🤖 AI Summary
This work addresses key challenges in unsupervised 3D scene semantic understanding—namely, inconsistent regional semantics, inefficient global clustering, and the absence of interpretable semantic categories—by proposing a novel unsupervised framework that integrates multi-granularity knowledge distillation, superpoint graph diffusion, and a segmentation-clustering association mechanism. Without requiring any human-annotated 3D labels, the method enables efficient global semantic propagation and enforces object-level consistency. Notably, it is the first to assign interpretable semantic categories to 3D regions under a fully unsupervised setting. Evaluated on real-world datasets, the approach significantly outperforms existing methods, achieving absolute gains of 5.9% in overall accuracy (oAcc), 8.1% in mean class accuracy (mAcc), and 2.4% in mean Intersection over Union (mIoU).
📝 Abstract
3D semantic scene understanding has broad applications in digital twins, autonomous driving, smart agriculture, and embodied perception.
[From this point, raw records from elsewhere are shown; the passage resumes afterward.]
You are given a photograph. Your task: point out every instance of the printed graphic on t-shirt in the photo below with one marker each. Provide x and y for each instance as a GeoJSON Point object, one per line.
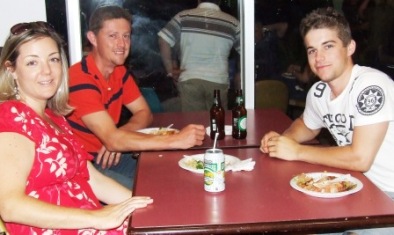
{"type": "Point", "coordinates": [370, 100]}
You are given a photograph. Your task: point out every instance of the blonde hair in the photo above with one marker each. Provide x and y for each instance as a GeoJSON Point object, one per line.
{"type": "Point", "coordinates": [58, 103]}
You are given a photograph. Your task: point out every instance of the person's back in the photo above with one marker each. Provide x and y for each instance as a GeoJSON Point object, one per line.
{"type": "Point", "coordinates": [204, 46]}
{"type": "Point", "coordinates": [201, 40]}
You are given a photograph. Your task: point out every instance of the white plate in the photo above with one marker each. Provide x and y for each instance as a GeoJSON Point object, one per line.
{"type": "Point", "coordinates": [153, 130]}
{"type": "Point", "coordinates": [228, 130]}
{"type": "Point", "coordinates": [183, 163]}
{"type": "Point", "coordinates": [317, 175]}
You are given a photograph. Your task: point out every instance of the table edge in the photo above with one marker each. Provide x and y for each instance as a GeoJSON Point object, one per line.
{"type": "Point", "coordinates": [307, 226]}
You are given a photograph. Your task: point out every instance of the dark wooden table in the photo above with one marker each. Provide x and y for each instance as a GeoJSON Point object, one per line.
{"type": "Point", "coordinates": [261, 200]}
{"type": "Point", "coordinates": [259, 122]}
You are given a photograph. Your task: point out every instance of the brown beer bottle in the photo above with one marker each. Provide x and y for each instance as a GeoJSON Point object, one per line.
{"type": "Point", "coordinates": [217, 116]}
{"type": "Point", "coordinates": [239, 117]}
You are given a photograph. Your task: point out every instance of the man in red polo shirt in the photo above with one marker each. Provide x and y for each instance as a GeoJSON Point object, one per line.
{"type": "Point", "coordinates": [100, 85]}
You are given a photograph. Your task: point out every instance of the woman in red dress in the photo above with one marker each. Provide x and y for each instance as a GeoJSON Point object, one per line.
{"type": "Point", "coordinates": [47, 183]}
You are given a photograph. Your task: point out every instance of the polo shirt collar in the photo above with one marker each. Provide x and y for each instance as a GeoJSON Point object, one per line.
{"type": "Point", "coordinates": [209, 5]}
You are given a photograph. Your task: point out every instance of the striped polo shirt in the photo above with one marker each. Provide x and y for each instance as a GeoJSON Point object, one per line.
{"type": "Point", "coordinates": [204, 37]}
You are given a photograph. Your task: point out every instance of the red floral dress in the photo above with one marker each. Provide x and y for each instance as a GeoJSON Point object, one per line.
{"type": "Point", "coordinates": [59, 174]}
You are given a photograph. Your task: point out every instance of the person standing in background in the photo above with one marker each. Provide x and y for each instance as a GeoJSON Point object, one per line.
{"type": "Point", "coordinates": [201, 39]}
{"type": "Point", "coordinates": [100, 85]}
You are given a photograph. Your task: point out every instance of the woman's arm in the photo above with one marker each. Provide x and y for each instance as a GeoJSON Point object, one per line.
{"type": "Point", "coordinates": [15, 206]}
{"type": "Point", "coordinates": [106, 189]}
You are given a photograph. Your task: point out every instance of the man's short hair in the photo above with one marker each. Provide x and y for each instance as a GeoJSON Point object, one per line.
{"type": "Point", "coordinates": [102, 14]}
{"type": "Point", "coordinates": [322, 18]}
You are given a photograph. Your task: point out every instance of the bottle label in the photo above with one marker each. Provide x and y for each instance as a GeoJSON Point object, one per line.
{"type": "Point", "coordinates": [242, 123]}
{"type": "Point", "coordinates": [214, 171]}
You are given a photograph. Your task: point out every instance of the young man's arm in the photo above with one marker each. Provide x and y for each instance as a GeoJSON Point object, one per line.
{"type": "Point", "coordinates": [358, 156]}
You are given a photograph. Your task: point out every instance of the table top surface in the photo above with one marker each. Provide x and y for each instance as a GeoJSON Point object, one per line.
{"type": "Point", "coordinates": [258, 200]}
{"type": "Point", "coordinates": [259, 122]}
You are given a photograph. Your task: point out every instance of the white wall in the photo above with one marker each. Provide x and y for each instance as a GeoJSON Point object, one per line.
{"type": "Point", "coordinates": [17, 11]}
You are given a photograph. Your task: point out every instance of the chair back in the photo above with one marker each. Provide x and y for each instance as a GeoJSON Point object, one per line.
{"type": "Point", "coordinates": [271, 94]}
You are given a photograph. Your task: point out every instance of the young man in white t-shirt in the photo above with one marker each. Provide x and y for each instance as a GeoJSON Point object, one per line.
{"type": "Point", "coordinates": [355, 103]}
However, dense point-wise annotation for point clouds is extremely expensive, making fully supervised 3D semantic learning difficult to scale. Recent annotation-free methods can discover semantic regions without manual 3D labels, but they often suffer from weak object-level consistency, inefficient global grouping, and category-agnostic segmented regions. We propose an annotation-free 3D scene semantic understanding method based on multi-granularity distillation and graph-diffusion-based segmentation. The proposed method first leverages structured visual knowledge guidance and superpoint graph diffusion to perform efficient global semantic propagation, alleviating the problem of inconsistent region-level semantics. It then conducts semantic inference through segmentation-cluster association, assigning interpretable category names to segmented 3D regions and improving the overall effectiveness of annotation-free 3D semantic understanding. Extensive experiments on real-world datasets demonstrate the effectiveness of the proposed framework. Compared with the advanced existing annotation-free baselines, our method improves oAcc, mAcc, and mIoU by 5.9%, 8.1%, and 2.4% at most, respectively. These results highlight the promise of the proposed framework for scalable annotation-free 3D scene understanding, especially in real-world scenarios requiring both object segmentation and semantic recognition.